Dec 06 '23 15:12 dyemanov

Yes, this configuration option will be very useful for us and we are really looking forward for you releasing a version that supports it. In the mean time we hope that you'll be able to also optimize the planner to deal with cases like the above one even without it active.

Dec 06 '23 15:12 dpankov

So the number of rows with CreateEmpID = 999999 at the moment is 771402 and the selectivity is 0.000399680......

So you ask for 80% of rows while the optimizer expects less than a thousand to be returned. Such a skewed value distribution is impossible to optimize properly without histograms. Their usage is also limited (only for constant parameters), but at least they provide an option.

Dec 06 '23 16:12 dyemanov

yes, that's absolutely right and that's exactly the reason why we did our best to "hint" the optimizer not to try to use this field/index (by using the 0+ih.CreateEmpID syntax) ... but unluckily it tried to be smarter than what we expected ... and failed badly ;)

Dec 06 '23 20:12 dpankov

In addition to what dimitr said. There are suspicions that in the above example, parentinvoiceid contains many NULLs. The index invoicehbyparentinvoiceiddesc does not contain NULL selectivity. This means that its real selectivity for equality is distorted. Thus, the OR bitmask predicts poor selectivity, which may affect the join order.

Dec 07 '23 06:12 sim1984

You can try to create a partial index to replace the existing one.

drop index invoicehbyparentinvoiceiddesc;

create descending index invoicehbyparentinvoiceiddesc
on invoiceh (parentinvoiceid) where (parentinvoiceid is not null);

Dec 07 '23 06:12 sim1984

You can try to create a partial index to replace the existing one.
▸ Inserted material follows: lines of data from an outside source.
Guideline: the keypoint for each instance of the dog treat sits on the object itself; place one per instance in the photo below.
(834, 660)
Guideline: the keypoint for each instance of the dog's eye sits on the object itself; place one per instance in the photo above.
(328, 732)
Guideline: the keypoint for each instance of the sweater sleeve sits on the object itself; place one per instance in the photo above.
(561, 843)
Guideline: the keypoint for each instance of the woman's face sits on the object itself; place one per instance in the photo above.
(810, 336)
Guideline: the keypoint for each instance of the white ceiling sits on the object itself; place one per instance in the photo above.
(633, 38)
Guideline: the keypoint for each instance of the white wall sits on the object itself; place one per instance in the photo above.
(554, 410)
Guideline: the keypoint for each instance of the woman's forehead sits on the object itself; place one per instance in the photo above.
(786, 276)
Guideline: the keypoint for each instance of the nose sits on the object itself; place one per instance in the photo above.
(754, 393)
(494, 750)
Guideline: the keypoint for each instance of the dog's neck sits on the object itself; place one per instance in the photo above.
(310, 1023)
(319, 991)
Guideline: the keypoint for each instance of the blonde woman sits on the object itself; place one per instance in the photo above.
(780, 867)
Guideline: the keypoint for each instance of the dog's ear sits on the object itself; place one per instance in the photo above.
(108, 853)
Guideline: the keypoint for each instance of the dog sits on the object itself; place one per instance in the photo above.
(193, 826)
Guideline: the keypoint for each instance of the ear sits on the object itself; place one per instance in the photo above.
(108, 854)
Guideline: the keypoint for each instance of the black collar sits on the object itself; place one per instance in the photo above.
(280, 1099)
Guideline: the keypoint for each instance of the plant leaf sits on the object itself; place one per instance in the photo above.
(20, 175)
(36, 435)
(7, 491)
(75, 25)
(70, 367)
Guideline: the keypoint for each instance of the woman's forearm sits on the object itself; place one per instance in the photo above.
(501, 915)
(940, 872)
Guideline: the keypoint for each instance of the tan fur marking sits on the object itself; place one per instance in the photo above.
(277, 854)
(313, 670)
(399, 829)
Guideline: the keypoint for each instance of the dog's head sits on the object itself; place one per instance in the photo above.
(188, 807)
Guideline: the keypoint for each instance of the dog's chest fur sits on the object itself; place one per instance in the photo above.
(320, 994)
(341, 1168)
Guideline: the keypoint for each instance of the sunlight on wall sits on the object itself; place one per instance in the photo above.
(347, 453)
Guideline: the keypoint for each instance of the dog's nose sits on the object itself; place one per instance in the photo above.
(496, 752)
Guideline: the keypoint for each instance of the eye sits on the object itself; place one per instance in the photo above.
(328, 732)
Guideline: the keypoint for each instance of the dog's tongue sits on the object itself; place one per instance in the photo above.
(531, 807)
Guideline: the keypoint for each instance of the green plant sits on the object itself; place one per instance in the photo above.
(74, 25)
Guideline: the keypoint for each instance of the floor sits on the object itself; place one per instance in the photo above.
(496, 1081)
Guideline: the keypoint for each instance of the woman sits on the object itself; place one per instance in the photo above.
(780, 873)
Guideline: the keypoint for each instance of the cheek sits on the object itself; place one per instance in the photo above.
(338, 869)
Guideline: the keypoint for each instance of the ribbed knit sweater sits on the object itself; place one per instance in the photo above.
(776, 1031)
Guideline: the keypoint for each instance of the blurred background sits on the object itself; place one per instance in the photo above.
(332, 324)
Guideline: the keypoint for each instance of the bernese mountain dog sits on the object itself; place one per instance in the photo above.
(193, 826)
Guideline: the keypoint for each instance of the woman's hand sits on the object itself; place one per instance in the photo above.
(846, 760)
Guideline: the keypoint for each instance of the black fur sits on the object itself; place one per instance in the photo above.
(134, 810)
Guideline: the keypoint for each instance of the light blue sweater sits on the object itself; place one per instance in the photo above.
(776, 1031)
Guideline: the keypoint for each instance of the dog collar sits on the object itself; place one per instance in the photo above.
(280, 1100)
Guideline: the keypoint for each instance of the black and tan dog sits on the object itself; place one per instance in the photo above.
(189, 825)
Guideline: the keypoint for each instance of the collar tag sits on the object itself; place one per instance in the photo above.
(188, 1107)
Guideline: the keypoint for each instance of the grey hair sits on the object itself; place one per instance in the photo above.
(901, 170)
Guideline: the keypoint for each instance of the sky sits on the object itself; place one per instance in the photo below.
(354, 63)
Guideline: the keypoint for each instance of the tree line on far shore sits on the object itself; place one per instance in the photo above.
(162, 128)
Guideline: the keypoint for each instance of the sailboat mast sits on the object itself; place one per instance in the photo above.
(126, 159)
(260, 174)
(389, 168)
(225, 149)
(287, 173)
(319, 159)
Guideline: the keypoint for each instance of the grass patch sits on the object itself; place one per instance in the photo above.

drop index invoicehbyparentinvoiceiddesc;

create descending index invoicehbyparentinvoiceiddesc
on invoiceh (parentinvoiceid) where (parentinvoiceid is not null);

I did try it but it doesn't change anything ... and to be honest I don't see how it will since there is no meaningful filtering on this table by ParentInvoiceID and expectedly the plan remains "JOIN (IH NATURAL, PH INDEX ....).

But there is a good news - if we do set the option OuterJoinConversion to false everything returns back to a working state and the query runs in 2.3sec.

I just hope that this comment for the option in the .config file will not materialize

CAUTION!

There is no guarantee that this setting will be available in future Firebird

Dec 20 '23 16:12 dpankov

On the contrary, I hope that it will be. Because this parameter is not a solution to the problem, but a crutch. I would prefer real hints for hints to the optimizer. And it would be even better if he could do without hints at all, but this is from the realm of fiction, so even in DBMS with good optimizers there are hints

Dec 20 '23 16:12 sim1984

Actually, PostgreSQL doesn't allow optimizer hints. If you ask for hints to make the query planner do X, the developers tell you to send them the query instead and they'll make sure the query planner does X from now on! :-)

Jan 08 '24 03:01 duncreg

So far we were doing the same ;-) But it cannot solve all the issues, because the optimizer intelligence is limited, regardless of how good it is.

Jan 08 '24 06:01 dyemanov